Daughter perfect gift for new dad
GOSHEN - Bradd Hile was hoping to celebrate today for the first time as a first-time father.
His daughter, Ryler Reigh, made it happen when she was born two weeks ago on June 3.
“I kept telling my wife (Jillian) it would be exciting to have her here by Father’s Day,” Hile said, smiling. “It gives (Father’s Day) a whole new meaning and I’m so pleased. It seems like she’s growing so fast already.”
Hile said he goes to work everyday with his new daughter on his mind.
“It’s very exciting and a different feeling going to work and I think about her all day,” Hile said. “I can’t wait to get home and hold her. She’s a good baby and we don’t get up too often in the night. She doesn’t fuss much and she’s very definitely spoiled.”

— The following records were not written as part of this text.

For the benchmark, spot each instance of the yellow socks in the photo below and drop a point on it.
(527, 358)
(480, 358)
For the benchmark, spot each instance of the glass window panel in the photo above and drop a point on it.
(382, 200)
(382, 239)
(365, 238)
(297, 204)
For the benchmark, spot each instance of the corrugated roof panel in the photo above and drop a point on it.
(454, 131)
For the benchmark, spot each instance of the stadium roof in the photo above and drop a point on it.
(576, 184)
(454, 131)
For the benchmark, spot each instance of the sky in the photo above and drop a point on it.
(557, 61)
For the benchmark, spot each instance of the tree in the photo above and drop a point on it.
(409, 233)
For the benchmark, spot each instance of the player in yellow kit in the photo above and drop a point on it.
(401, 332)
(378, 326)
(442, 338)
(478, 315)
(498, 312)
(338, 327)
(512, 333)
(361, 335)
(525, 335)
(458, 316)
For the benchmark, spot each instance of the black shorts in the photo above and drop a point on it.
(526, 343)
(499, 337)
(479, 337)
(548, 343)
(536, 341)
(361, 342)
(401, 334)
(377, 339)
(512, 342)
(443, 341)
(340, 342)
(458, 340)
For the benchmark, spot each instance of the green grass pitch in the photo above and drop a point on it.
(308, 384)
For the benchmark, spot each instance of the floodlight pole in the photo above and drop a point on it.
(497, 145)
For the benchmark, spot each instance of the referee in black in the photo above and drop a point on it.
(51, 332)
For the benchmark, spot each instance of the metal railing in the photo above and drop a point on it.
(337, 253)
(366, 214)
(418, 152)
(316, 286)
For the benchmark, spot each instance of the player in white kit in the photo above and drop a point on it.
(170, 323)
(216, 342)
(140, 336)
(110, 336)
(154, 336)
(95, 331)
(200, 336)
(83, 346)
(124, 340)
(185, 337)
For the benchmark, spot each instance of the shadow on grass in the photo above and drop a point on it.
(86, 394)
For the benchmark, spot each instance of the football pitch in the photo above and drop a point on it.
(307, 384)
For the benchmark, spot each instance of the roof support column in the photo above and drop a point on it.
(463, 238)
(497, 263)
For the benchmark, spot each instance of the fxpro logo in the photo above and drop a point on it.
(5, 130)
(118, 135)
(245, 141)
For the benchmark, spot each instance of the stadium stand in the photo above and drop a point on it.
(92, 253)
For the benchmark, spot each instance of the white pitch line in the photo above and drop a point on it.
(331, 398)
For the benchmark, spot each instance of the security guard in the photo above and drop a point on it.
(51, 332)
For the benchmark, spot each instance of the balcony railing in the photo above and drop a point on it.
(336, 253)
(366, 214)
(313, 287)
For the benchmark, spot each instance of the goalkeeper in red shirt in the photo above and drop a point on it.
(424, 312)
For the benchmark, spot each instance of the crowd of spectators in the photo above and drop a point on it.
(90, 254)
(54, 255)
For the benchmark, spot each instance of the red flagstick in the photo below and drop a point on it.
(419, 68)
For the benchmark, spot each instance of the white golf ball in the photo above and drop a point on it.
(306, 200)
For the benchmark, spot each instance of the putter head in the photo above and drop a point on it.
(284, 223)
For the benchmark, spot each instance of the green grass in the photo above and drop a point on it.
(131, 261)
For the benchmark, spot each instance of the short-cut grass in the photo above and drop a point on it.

It can be a little intimidating to take on the role of being a dad and the responsibility that goes along with it, he said.
“Some things I know and some things I don’t. Knowing that I have that much responsibility, it’s a little scary but it’s exciting to look forward to,” the new dad said. “I have a good support system and I know I can handle it well.”
His dad, Mitch Hile, and father-in-law, Joel Zentz, have been good role models and he plans to follow in their footsteps.
“They lead by example, raised us in Christian homes and have always been there for us,” Hile said. “I want to lead by my example and be there for her.”
His daughter’s name — Ryler — combines the names of a special person in his life and a special person in his wife’s life.
“She’s named after my wife’s older brother, Ryan, and my friend, Tyler, from high school who passed away,” Hile said. “We wanted a name that would be a little different so we took the two names in honor of her brother and memory of my friend and combined the two.”
Does the new father have any special traditions he hopes to begin this year?
“At this time I haven’t thought of any tradition to start with Ryler this Father’s Day, but I think I’d like it when she gets older,” Hile said, “if she would let me take her on a Daddy Date every Father’s Day, just me and her. And even though it’s supposed to be Dad’s special day, I’ll still buy.”